Neuromuscular Electrical Stimulation in COPD/Community Acquired Pneumonia
Study Details
Study Description
Brief Summary
In older adults hospitalized for acute medical conditions, immobility, clinical treatments, and the illness itself contribute to physical deconditioning and delirium, hospital-acquired impairments that increase risk for long-term physical and mental disability, other morbidities, and death. In patients with acute respiratory failure, hospital-acquired functional impairments persist long after hospitalization, due to limited use to rehabilitative interventions in the inpatient or post-acute settings. Exercise and early mobilization interventions are safe and improve physical and cognitive impairments, but there are critical barriers to their widespread implementation in acute care and home settings, including mobility limitations, reduced cardiopulmonary reserve, limited staff, and costs. Thus, there is an unmet need to develop interventions that can be utilized in both the inpatient and home environments to improve functional recovery in patients with acute exacerbation of chronic obstructive pulmonary disease (AECOPD) and community-acquired pneumonia (CAP).
This study addresses this clinical need and these barriers and will provide important feasibility and acceptability data regarding the utility of neuromuscular electrical stimulation (NMES) administered to lower extremity musculature across inpatient and post-discharge settings to improve functional and cognitive recovery in older adults hospitalized for AECOPD/CAP.
Initial NMES sessions will begin during participants' stay at UVM Medical Center and will continue at home after hospital discharge.

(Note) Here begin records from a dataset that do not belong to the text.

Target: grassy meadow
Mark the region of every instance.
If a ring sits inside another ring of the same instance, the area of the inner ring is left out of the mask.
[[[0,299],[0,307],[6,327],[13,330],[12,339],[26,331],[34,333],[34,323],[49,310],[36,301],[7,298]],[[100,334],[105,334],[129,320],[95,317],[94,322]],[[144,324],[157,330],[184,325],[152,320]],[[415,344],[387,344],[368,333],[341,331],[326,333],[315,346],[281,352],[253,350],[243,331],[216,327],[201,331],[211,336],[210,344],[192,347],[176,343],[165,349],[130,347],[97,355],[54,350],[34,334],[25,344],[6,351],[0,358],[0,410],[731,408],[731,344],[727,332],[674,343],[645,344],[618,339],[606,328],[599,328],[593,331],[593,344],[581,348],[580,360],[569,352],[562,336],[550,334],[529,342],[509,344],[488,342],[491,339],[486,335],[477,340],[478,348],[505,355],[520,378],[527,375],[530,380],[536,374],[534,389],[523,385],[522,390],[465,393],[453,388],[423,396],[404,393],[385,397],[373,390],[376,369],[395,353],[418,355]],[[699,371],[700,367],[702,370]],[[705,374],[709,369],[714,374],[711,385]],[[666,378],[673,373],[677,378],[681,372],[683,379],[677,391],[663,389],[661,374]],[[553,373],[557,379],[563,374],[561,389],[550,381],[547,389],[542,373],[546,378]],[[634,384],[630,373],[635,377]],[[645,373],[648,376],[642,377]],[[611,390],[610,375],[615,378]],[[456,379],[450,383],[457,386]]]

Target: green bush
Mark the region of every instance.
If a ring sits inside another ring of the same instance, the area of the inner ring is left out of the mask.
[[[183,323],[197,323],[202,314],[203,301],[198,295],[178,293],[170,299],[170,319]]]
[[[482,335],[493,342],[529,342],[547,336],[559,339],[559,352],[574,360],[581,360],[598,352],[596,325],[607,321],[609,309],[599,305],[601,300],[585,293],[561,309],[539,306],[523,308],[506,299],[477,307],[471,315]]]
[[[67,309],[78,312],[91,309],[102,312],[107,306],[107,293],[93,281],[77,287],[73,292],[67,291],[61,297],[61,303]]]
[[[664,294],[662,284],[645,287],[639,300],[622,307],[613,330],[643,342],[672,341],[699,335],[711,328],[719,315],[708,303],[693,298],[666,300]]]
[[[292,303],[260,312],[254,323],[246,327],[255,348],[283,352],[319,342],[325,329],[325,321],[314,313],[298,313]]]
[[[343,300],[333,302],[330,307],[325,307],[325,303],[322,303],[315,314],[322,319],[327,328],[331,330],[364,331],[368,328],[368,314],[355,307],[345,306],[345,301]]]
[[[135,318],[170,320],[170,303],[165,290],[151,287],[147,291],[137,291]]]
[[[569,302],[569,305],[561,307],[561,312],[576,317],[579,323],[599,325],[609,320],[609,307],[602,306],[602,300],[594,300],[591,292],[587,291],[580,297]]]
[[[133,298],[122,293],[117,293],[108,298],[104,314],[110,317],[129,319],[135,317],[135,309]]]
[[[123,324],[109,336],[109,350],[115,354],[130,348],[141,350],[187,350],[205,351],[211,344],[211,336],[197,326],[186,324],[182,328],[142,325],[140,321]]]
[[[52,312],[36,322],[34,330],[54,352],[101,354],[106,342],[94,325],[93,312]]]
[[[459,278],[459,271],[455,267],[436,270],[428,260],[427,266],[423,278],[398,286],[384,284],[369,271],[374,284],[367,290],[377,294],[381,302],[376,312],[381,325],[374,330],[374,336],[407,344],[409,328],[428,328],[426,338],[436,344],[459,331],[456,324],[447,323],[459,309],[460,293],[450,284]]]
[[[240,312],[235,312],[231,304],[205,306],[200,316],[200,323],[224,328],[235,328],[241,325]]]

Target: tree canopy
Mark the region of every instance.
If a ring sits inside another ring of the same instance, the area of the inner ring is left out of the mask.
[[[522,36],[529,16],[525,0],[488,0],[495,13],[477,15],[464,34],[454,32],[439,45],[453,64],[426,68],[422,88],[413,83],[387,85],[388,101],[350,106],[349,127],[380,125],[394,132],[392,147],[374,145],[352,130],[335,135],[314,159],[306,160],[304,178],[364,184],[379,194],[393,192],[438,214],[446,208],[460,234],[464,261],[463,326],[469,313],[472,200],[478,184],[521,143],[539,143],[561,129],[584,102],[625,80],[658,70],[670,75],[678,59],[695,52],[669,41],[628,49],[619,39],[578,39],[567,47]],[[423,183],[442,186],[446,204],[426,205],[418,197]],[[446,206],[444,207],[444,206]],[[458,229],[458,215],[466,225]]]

Study participants will be issued a portable NMES device to take home and instructed on its use. They will receive guidance and oversight on the use of the NMES device and will be asked to perform NMES treatments 6 days per week for 60 minutes per day for 6 weeks. Data will be collected via activity monitor, participant questionnaires and clinical assessments including strength testing and 6-minute-walk-test.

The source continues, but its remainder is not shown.